Entering through the door, my senses were hit by that smell. As of the walls were made of your skin. And I was breathing its scent. Although sick, you were full of life and kindness.
Bitter-sweet, like apples fallen on dry soil when autumn debuts. And the chairs with their backrests that gathered around my shoulders. Forgetting to feel uncomfortable, because your words made me travel a long way. Fleeting words, which I cannot remember today. Even if I wanted to. They were not only sentences. You engraved them in my soul with tears, little salty droplets. I taste them each time I want to reach you again.
My first card I got, my first steps towards young life. You managed to live enough to be by my side. I keep it, more precious than any religious objects that my family keeps. Those have no importance. They never smiled to me like you did. They never held my hand or scolded me when I broke your clock. That golden clock with a white holder. I still see it now, in front of my eyes.
And the glass cabinet where the black and white TV sat. We only watched when there was a program on. With embroidery on it, classic communist style, with leaves and flowers as a model.
The bed next to the wall, where you sat lying all the time… never being able to get up. I didn’t understand how it is to be helpless or powerless. You meant the whole world, though you were one person. In that world, I fit in too.
CADASIL: To my beloved aunt Elisabeth
I don’t fit any longer.
I am in a different world, where you are not.
The cure, is yet to be discovered.
If times would return…
I’d like to reach my hand
and take again, the warm pie
from your hand.
To get full by eating,
sour soup
with sauerkraut juice
Saying that you cooked it
When you couldn’t even move
I haven’t sufficiently eaten
with you
And when mom pulled my hand
to reach you faster
I wish I felt the cold air,
over my face
To have it as memory
Not the warmth
You left behind,
because it hurts.
And when I will close my eyes
I will be still, waiting
for the day
when you will walk
with slow and sure steps,
towards me.
This is written for my aunt, Elisabeth. She suffered from CADASIL, a degenerative neurological disease that has no cure.
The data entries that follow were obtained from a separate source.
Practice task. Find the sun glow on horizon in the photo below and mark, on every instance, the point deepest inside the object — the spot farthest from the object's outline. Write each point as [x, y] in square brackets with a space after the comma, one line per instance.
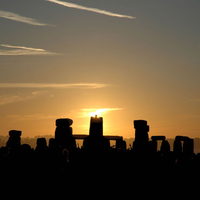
[92, 112]
[97, 112]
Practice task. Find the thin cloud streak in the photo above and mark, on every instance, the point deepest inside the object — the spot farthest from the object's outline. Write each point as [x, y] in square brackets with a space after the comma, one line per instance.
[22, 50]
[19, 18]
[96, 10]
[7, 99]
[54, 86]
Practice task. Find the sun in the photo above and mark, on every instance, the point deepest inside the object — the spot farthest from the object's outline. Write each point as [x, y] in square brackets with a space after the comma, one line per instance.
[97, 112]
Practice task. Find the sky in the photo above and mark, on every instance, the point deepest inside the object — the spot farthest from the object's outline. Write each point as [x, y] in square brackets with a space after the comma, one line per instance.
[122, 59]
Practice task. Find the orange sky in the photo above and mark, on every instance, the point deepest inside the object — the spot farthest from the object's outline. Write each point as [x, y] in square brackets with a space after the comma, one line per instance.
[133, 59]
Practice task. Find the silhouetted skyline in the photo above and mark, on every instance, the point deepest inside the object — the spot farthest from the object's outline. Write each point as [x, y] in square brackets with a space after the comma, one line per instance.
[124, 59]
[61, 164]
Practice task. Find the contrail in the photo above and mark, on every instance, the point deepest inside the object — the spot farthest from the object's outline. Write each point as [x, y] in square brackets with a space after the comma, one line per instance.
[19, 18]
[22, 50]
[96, 10]
[21, 47]
[53, 85]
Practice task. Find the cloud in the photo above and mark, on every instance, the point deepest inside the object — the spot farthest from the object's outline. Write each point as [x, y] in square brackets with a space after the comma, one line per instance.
[54, 86]
[7, 99]
[32, 117]
[22, 50]
[19, 18]
[96, 10]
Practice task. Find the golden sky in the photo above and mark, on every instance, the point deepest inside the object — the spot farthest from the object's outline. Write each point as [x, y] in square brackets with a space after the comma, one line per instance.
[124, 60]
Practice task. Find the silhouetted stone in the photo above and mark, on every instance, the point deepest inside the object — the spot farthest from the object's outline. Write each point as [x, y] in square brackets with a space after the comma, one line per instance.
[140, 145]
[14, 139]
[188, 145]
[165, 147]
[63, 133]
[95, 140]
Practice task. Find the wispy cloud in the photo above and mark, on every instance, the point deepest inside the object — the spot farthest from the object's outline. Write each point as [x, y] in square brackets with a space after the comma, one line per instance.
[22, 50]
[13, 98]
[32, 117]
[54, 86]
[19, 18]
[96, 10]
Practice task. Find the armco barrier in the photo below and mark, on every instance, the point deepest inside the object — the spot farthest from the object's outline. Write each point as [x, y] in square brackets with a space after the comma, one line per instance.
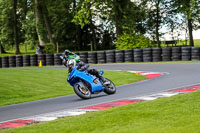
[110, 56]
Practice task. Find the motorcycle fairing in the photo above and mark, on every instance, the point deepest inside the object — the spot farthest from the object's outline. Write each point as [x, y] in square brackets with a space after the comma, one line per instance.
[75, 75]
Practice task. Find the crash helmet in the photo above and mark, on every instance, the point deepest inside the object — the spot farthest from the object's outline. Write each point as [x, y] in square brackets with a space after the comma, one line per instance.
[75, 57]
[71, 63]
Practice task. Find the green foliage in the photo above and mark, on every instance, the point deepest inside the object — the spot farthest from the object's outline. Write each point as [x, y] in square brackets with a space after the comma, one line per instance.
[30, 33]
[131, 41]
[50, 48]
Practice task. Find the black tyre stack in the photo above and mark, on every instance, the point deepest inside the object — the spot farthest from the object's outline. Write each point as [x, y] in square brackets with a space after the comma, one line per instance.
[0, 63]
[119, 56]
[12, 61]
[128, 56]
[5, 62]
[166, 54]
[57, 60]
[33, 60]
[49, 59]
[138, 55]
[42, 58]
[195, 53]
[110, 56]
[147, 54]
[92, 57]
[176, 53]
[186, 53]
[101, 57]
[83, 57]
[156, 54]
[26, 60]
[19, 61]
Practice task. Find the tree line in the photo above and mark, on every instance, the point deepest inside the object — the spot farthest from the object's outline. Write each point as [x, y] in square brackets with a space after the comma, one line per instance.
[94, 25]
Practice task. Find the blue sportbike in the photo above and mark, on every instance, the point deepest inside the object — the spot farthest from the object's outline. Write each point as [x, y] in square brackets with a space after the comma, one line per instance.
[85, 84]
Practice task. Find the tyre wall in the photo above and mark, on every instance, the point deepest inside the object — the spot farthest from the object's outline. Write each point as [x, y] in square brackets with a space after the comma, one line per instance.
[110, 56]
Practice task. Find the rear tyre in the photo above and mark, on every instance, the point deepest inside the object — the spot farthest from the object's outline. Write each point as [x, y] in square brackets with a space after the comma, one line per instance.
[110, 89]
[82, 92]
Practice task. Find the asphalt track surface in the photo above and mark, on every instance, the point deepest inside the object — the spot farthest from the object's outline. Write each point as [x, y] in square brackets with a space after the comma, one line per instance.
[179, 75]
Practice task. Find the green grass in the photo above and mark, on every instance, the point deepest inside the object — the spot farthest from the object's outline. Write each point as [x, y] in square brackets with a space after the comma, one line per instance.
[22, 85]
[177, 114]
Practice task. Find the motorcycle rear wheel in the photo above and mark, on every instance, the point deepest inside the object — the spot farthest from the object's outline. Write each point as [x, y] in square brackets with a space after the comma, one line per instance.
[110, 89]
[82, 92]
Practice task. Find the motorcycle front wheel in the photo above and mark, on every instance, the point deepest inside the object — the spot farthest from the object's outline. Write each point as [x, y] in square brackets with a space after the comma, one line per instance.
[82, 91]
[110, 88]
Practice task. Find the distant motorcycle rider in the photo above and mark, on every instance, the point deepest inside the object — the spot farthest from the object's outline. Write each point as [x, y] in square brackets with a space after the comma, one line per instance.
[71, 59]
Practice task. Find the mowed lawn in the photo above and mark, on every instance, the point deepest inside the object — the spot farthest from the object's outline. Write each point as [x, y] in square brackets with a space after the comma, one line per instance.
[25, 84]
[177, 114]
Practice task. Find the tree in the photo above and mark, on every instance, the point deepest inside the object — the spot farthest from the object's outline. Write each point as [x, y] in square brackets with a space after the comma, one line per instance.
[191, 10]
[15, 27]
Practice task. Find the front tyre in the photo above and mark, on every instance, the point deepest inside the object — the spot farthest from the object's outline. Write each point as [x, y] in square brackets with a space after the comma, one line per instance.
[110, 88]
[82, 91]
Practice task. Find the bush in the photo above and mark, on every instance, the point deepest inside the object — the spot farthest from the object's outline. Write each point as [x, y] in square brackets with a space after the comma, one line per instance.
[132, 41]
[49, 48]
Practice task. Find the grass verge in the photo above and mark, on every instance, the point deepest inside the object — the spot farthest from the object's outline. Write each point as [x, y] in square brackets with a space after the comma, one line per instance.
[22, 85]
[177, 114]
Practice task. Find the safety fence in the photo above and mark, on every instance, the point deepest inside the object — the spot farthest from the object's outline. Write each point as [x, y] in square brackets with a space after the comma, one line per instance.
[110, 56]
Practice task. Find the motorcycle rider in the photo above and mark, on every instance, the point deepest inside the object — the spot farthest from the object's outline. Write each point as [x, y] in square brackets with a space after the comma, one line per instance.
[71, 59]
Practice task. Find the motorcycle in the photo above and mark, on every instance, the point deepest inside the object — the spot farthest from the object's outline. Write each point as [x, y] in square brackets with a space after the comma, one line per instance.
[85, 84]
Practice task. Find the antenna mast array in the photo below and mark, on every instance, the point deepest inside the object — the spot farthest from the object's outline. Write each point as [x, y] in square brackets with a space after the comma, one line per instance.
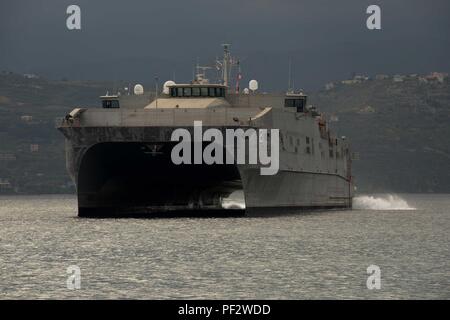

CADASIL: Dragă mătuşă Elisabeta
Nu mai încap demult.
Sunt în altă lume, unde tu nu mai eşti.
Iar leacul, e încă nedescoperit.
De s-ar întoarce ceasul…
aş vrea să întind mâna
şi să iau iar plăcinta caldă
din mâna ta.
Să mă satur mâncând,
Şi să-mi dai ciorbă acrită
Cu zeamă de varză
Minţindu-mă că e gătită,
De tine
Căci n-am mâncat suficient înainte,
Cu tine
Şi când mă trăgea mama
De mână, să ajungem
La tine
Să fi simţit aerul rece
Pe care aş fi vrut să-l am azi
amintire,
Nu căldura ce ai lăsat-o
în urmă,
pentru că doare.
Iar când am să închid ochii
Am să stau în loc să aştept
Ziua în care
ai să mergi cu paşi siguri,
Spre mine.
Această postare este scrisă în memoria mătușii mele, Elisabeta. A suferit de CADASIL, o boală neuro-degenerativă. La ora actuală nu există un tratament pentru această boală.